The bulls were not quite ready it seems having gained 9 percent in May, some steam was lost in June, as the benchmark KSE-100 index shed 2.5 percent. Having touched a 4-year high of 48726 on June 14, the index has found strong resistance beyond that point. There is not much history to fall back on these levels to make sense of resistance and support at and around these levels.
The first time when the KSE-100 reached 48000, it went past smoothly. If anything, 48000 proved quite a support for good five months, with minimal resistance offered at 49000 and more at 50000. June 14, 2017 was the last instance of the index closing over 48000 points, before June 1, 2021. It tried getting to 49000 but did not seem to have enough legs, and instead has come close to 47000. But there sure appears resistance at 48000, technical or otherwise, is for the chartists to pull out the Fibonaccis and tell.
The PIB yield continues to be a leading indicator and 10-year rates gradually inched up towards the end of month – coinciding with the drop in index value.

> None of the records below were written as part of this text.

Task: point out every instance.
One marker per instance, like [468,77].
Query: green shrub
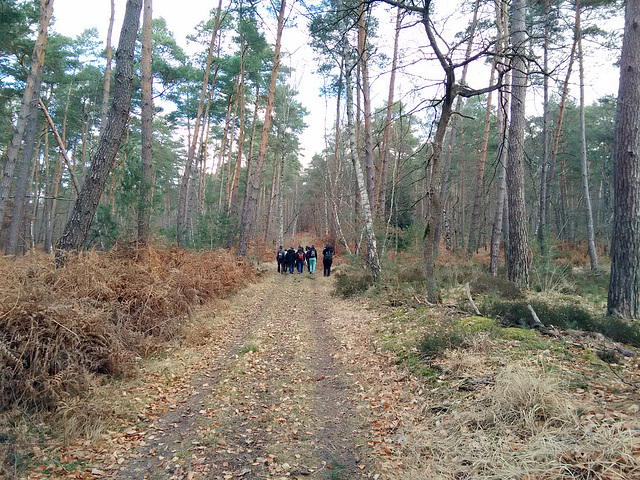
[497,285]
[619,330]
[563,316]
[436,342]
[518,314]
[350,283]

The growing fiscal challenges, the commodity price cycle, the likely wage increase in private sector – all point towards a change in policy rate, sooner than/or later. The hike may still be gradual as the central bank has so often said of late, but 10-year sovereign yields are only likely to go in one direction from here – and that is up.
What has kept the bulls from taking over despite a budget that is generally viewed as stock market friendly, can be viewed from the sectoral performance. Automobile and cement have outperformed the KSE-100 since the advent of Covid-19. Technology sector has been the runaway leader, growing 5 times in 15 months. But it is the sluggish performance of the index heavyweights – commercial banks and oil& gas sector – that the bulls do not find enough legs to have a decent run.
The Foreign Portfolio Investment has been nothing to write home about in the last five years. The net selling of $380 million in FY21 is in line with the 5-year average, where not even a single year returned net buying from foreign investors. Four years from FY17 to FY20 – commercial banks remained the star attraction in terms of both, buying value and volume – accounting for a quarter of all FIPI transactions.
For the first time ever, technology and communication sector, with nearly 30 percent of all FIPI value has displaced commercial banks as the top FIPI attraction. And by some distance too. Technology in fact, is one of only three sectors, that have returned net buying rom foreign investors in FY21. The volumes are there for everyone to see and may well have established a new normal with at significantly higher numbers, than the last decade. But for the index to rally, technology alone won’t do.
The giants will have to wake up from the slumbers.